There were some prayers in the beginning and much chatting in the women’s section. Then I spotted one of the rabbis of my congregation entering, so I moved to join her. It occurred to me momentarily that this must be odd for her as a female rabbi to suddenly have to take a seat in the back of a congregation. She handed me a pair of headphones so that I was able to understand the sermon translated from Arabic to English. I noticed that the Jews were not the only ones wearing headphones. There were some Muslim women among us who clearly did not understand the Arabic either.
The sermon was about the importance of kindness. The Imam explained that even the smallest act of goodness could lead to a place in the afterlife. Prayer and fasting is fine, but hollow if one fails to extend compassion to those in need. What matters most is good relations with neighbors. Smile, he said. Talk to strangers. He also spoke a great deal about the need to treat animals humanely. And finally, he spoke about the One God and how we are all the same. Clearly we have many common values.
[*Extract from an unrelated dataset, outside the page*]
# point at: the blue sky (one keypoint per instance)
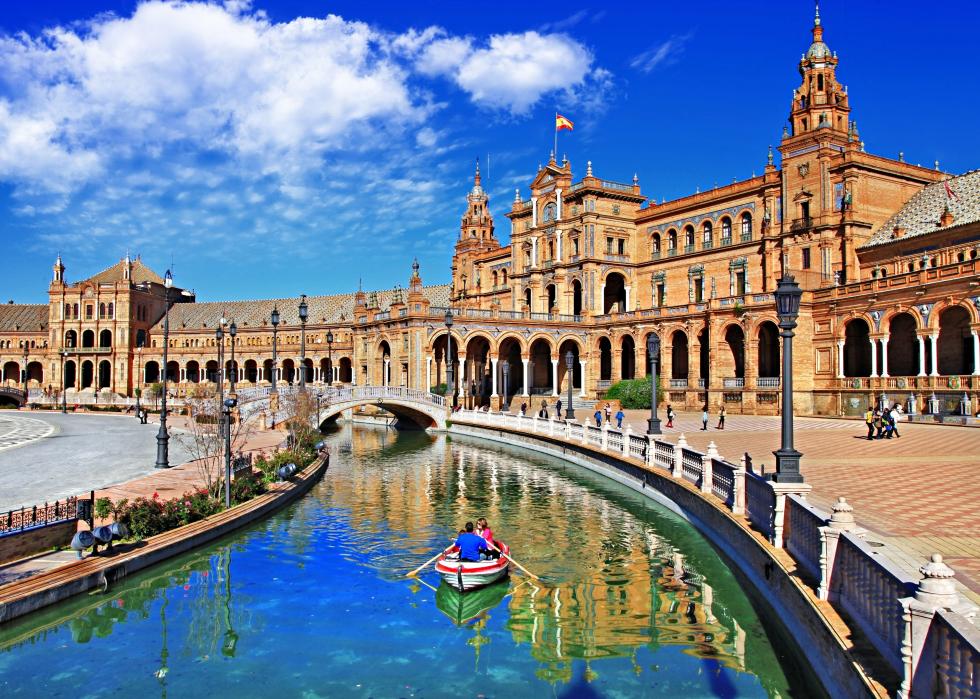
(277, 148)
Following the sermon there were more prayers. The sea of men in front of me suddenly all bowed on their knees. The handful of Jewish men remained standing. Then briefly the Muslim men rose again to their feet and all the men were standing united, side by side. Again, the Muslim men returned to their knees and the Jews stood alone beside them. And then again, in an instant, all were standing united again.
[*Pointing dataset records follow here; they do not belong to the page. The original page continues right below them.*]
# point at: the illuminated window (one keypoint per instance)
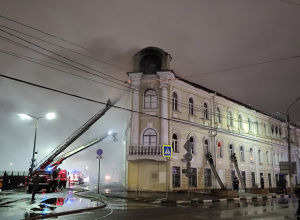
(205, 110)
(193, 145)
(175, 101)
(150, 137)
(249, 125)
(229, 118)
(240, 121)
(259, 157)
(251, 155)
(242, 153)
(218, 115)
(175, 143)
(150, 99)
(220, 154)
(206, 146)
(231, 150)
(191, 106)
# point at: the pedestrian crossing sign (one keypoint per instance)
(167, 150)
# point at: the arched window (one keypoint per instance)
(192, 140)
(280, 132)
(242, 153)
(175, 101)
(205, 110)
(218, 115)
(150, 99)
(249, 125)
(251, 155)
(240, 121)
(191, 106)
(150, 137)
(206, 146)
(229, 118)
(259, 157)
(175, 143)
(219, 152)
(231, 150)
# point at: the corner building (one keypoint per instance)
(176, 110)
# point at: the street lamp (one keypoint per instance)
(49, 116)
(289, 144)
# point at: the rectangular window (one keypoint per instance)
(207, 177)
(176, 176)
(243, 174)
(232, 174)
(193, 177)
(253, 179)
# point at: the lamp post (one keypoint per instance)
(289, 145)
(49, 116)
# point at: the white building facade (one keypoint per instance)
(168, 110)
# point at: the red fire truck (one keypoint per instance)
(47, 168)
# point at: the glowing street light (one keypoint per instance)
(49, 116)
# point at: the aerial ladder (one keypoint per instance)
(60, 158)
(40, 168)
(234, 161)
(213, 168)
(61, 178)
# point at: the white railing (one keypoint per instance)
(155, 150)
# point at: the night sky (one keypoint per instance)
(201, 36)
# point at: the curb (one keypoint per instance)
(198, 201)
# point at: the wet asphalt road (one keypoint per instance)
(19, 206)
(273, 209)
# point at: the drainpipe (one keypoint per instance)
(214, 135)
(272, 147)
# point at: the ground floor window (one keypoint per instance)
(207, 177)
(253, 179)
(176, 176)
(193, 177)
(232, 174)
(243, 173)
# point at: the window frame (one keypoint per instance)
(175, 106)
(153, 99)
(150, 139)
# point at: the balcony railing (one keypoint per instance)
(135, 152)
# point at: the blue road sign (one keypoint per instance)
(167, 151)
(99, 152)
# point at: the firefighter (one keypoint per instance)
(209, 155)
(36, 180)
(262, 182)
(236, 183)
(297, 191)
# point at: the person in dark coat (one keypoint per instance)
(236, 183)
(210, 158)
(262, 182)
(36, 180)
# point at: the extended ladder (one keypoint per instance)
(238, 172)
(215, 173)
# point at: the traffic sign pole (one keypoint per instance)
(99, 153)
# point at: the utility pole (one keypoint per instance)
(99, 173)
I could not help but think, while witnessing this beautiful supplication to God, that this is how we must all respond to the hatred. And while I recognize we have major issues that divide us, right now we must put those aside and focus on our shared concerns. We must take turns standing tall next to each other.
As I exited the mosque to return to work, an old Muslim woman stopped me and asked if I could give her a ride home. She called me “sister” and thanked me constantly as I drove. Then she asked me if I was a Muslim and when I said no, I’m a Jew, she responded, “You don’t eat pork.” I didn’t tell her that sometimes, I just couldn’t resist. We arrived at her apartment building. She thanked me one last time. Then she added that she would pray that I should soon find a boyfriend.
And again I thought Jews and Muslims really are not so different after all.